Response: First of all, let us understand what is being discussed here regarding this area that gave egress from one land (Land Southward) to the other land (Land Northward). Mormon calls it a “small neck of land,” and it was “from the east to the west sea,” and that it was the one land area that kept the Land Southward from being completely “surrounded by water” (Alma 22:32). In Ether we see it called a “narrow neck of land” (Ether 10:20) and that on one side, there was an inlet or bay that was significantly large enough and cut into the land mass sufficiently for it to be called “the place where the sea divides the land” (Ether 10:20). Within this narrow neck of land was a “narrow pass” which led between “the sea on the west and on the east” (Alma 50:34), and so stated that this “narrow pass led into the land northward” from “the Land of Bountiful” (Alma 52:9). In fact, not only is the narrow pass so described, but also the narrow neck “which led into the land northward” (Alma 63:5). 
    Mormon also calls this pass a “narrow passage” and not only is it described as leading into the land northward, but also into the land southward (Mormon 2:29), and he also tells us that this “narrow pass” also led into “the land southward” (Mormon 3:5). This narrow neck is also the same area where Hagoth built his shipyard, and makes it clear that this area was between the land Bountiful and the Land Desolation, and that the narrow neck was between the Land Southward and the land Northward (Alma 63:5). Understanding this, we can see where the comment above is meaningless, since there is only one way to interpret what Mormon wrote in these several passages. After all, he lived there, walked the land, and knew the narrow neck quite well since he fought several battles there (Mormon 3:4-6), as well as it being the dividing line in the treaty between the Lamanite and Nephite lands (Mormon 2:28).
    Comment: “According to John Clark, the line from Hagoth to Bountiful would approximate the direction of the narrow neck and be running in an west--east orientation. However, if this narrow neck "led into the land northward," would it not run in a south--north direction"?
Response: Yes, of course. Its width was from east to west and was a day and a half journey across it, but the length of the neck of land is never mentioned, though it would not have been too long, maybe a handful of miles, if that, since it was an area where a defensive position could be set up to pin down an attascking military force.
    Comment: “We can make some sense of this situation by turning to a Mesoamerican setting.”
    Response: Since Mesoamerica does not meet the criteria of the Book of Mormon and Mormon’s many descriptions in any way, unless one changes the meaning of Mormon’s words as Sorenson has done throughout his books, then turning to Mesoamerica would have no bearing on any of this.
    Comment: Perhaps Hagoth was a leader or governor over that part of the Nephite lands from which the sailing party and Corianton departed.”

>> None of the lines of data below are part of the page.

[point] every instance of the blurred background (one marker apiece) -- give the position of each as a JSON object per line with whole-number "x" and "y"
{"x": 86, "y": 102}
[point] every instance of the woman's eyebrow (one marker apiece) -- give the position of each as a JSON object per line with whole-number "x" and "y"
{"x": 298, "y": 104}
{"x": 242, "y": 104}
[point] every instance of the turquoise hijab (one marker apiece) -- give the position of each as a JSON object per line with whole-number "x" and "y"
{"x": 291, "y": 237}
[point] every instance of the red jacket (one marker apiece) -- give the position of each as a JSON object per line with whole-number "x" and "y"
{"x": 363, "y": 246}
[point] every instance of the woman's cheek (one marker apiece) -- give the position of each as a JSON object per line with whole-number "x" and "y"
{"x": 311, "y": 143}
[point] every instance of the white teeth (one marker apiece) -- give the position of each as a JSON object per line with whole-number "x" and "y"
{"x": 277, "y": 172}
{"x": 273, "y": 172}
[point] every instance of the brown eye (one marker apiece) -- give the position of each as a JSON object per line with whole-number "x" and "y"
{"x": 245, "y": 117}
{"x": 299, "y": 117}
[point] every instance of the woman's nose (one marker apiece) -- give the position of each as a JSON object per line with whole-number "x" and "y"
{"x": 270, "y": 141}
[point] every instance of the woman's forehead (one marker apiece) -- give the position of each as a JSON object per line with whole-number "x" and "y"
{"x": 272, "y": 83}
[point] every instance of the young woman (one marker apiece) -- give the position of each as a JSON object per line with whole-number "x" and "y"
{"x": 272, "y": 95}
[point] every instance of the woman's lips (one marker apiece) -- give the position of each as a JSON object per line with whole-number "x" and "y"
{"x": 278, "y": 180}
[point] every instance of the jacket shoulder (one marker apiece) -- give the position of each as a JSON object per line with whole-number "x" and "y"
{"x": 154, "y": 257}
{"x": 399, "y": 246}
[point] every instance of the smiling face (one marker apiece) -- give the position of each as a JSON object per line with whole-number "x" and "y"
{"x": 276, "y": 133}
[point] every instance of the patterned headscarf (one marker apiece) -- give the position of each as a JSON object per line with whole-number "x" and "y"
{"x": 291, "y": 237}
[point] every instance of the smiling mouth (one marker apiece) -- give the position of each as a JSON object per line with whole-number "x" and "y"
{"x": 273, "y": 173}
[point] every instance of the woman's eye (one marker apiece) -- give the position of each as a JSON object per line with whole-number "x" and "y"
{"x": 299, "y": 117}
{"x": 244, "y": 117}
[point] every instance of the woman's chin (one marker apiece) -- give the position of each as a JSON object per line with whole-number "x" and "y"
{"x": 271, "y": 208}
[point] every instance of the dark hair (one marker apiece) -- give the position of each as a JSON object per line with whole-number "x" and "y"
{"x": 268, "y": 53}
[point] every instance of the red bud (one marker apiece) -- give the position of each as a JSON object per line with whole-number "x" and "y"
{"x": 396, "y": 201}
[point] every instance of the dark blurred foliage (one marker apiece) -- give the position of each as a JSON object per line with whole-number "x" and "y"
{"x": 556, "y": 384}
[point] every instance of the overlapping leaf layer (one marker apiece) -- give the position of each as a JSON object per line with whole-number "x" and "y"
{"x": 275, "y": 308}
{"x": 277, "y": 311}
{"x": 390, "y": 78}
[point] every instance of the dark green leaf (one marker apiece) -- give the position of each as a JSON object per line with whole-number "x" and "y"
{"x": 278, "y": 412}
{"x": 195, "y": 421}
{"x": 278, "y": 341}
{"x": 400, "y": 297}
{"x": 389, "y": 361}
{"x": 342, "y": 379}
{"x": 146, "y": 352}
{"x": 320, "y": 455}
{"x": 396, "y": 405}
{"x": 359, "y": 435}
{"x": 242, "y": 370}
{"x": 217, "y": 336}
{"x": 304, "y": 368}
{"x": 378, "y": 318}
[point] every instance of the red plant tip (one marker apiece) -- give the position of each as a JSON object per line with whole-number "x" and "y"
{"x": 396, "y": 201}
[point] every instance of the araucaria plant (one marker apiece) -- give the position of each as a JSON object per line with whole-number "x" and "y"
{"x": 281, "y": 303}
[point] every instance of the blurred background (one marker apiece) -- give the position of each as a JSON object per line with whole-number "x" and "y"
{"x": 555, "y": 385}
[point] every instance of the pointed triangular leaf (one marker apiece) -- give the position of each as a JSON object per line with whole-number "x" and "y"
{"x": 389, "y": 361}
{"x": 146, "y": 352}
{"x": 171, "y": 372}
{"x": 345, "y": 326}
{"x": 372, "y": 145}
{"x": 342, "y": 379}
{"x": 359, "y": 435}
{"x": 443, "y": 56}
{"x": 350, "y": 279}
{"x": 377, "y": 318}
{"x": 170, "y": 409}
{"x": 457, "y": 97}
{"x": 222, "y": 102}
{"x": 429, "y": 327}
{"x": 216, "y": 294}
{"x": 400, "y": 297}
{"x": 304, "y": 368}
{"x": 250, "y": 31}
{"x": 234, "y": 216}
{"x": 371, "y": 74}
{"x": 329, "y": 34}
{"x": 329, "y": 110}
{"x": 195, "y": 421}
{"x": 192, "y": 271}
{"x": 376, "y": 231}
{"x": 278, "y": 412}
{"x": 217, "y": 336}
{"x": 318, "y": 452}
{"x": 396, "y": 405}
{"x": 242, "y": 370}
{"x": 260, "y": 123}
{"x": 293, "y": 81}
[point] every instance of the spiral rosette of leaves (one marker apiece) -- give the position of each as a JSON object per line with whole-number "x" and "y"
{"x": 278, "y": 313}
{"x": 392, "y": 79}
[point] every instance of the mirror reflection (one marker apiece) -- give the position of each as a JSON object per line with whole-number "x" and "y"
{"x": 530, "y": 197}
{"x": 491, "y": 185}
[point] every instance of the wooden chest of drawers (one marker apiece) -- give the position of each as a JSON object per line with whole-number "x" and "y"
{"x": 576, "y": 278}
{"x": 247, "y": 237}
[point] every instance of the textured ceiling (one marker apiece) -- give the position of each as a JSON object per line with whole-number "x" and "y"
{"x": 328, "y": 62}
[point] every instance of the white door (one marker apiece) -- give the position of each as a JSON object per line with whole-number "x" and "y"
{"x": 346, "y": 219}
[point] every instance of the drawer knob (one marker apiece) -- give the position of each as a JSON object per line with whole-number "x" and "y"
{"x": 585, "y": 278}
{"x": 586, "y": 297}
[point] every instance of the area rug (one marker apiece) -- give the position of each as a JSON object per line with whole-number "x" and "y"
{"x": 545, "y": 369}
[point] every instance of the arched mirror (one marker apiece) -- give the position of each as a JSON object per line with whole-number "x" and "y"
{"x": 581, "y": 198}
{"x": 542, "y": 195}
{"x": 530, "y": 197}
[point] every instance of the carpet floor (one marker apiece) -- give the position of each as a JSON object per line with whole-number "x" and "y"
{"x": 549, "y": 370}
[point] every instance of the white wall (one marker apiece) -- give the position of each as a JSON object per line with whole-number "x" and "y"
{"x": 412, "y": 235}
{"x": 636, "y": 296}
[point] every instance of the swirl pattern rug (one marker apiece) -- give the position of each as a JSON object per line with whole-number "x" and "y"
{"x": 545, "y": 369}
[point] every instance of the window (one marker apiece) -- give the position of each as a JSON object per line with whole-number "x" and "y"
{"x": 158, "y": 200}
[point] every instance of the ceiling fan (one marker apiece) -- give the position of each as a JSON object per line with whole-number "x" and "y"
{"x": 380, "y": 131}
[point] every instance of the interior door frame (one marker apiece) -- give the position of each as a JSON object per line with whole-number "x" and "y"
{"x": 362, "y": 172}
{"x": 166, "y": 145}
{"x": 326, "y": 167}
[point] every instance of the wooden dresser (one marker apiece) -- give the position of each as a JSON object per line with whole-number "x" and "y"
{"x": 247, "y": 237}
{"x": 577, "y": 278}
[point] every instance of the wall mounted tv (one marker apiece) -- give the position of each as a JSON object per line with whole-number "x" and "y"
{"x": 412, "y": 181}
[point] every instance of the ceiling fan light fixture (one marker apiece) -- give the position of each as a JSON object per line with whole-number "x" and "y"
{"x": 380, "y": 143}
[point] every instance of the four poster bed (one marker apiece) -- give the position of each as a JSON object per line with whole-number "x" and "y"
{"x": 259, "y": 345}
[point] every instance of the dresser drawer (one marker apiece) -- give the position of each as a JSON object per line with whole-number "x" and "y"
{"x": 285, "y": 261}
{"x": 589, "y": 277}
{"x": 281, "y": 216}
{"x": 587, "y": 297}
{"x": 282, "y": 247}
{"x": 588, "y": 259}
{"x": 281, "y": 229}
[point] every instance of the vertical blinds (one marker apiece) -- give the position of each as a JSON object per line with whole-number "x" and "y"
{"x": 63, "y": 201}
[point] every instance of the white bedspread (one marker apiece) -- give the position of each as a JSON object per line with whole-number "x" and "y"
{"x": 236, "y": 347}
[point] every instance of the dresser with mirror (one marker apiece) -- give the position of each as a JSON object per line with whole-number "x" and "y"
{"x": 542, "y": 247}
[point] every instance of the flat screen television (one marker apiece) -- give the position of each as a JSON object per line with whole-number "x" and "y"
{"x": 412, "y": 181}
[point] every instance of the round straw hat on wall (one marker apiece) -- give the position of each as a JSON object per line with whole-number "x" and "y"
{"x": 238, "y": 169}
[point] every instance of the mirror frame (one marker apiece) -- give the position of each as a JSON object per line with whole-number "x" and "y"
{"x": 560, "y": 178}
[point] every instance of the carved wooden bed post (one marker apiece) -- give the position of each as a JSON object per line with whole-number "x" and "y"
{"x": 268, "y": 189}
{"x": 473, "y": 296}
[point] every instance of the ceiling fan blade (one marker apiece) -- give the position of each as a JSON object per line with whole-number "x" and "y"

    Response: It is interesting that people want to send Hagoth to sea—Sorenseon claims he was shipwrecked along the West coast of Mexico; here we see him elevated to a governor or leader of the people. Yet, the scriptural record is both clear and simple. Hagoth was a builder of ships. He obviously had a shipyard, and was busy building ships that were “exceedingly large,” that sailed the oceans of the Land of Promise. He is called a “curious man,” meaning he was an excellent craftsman who evidently loved his work and built very fine ships. From the scriptural record, he was nothing else, nor does it say he sailed in any of his ships.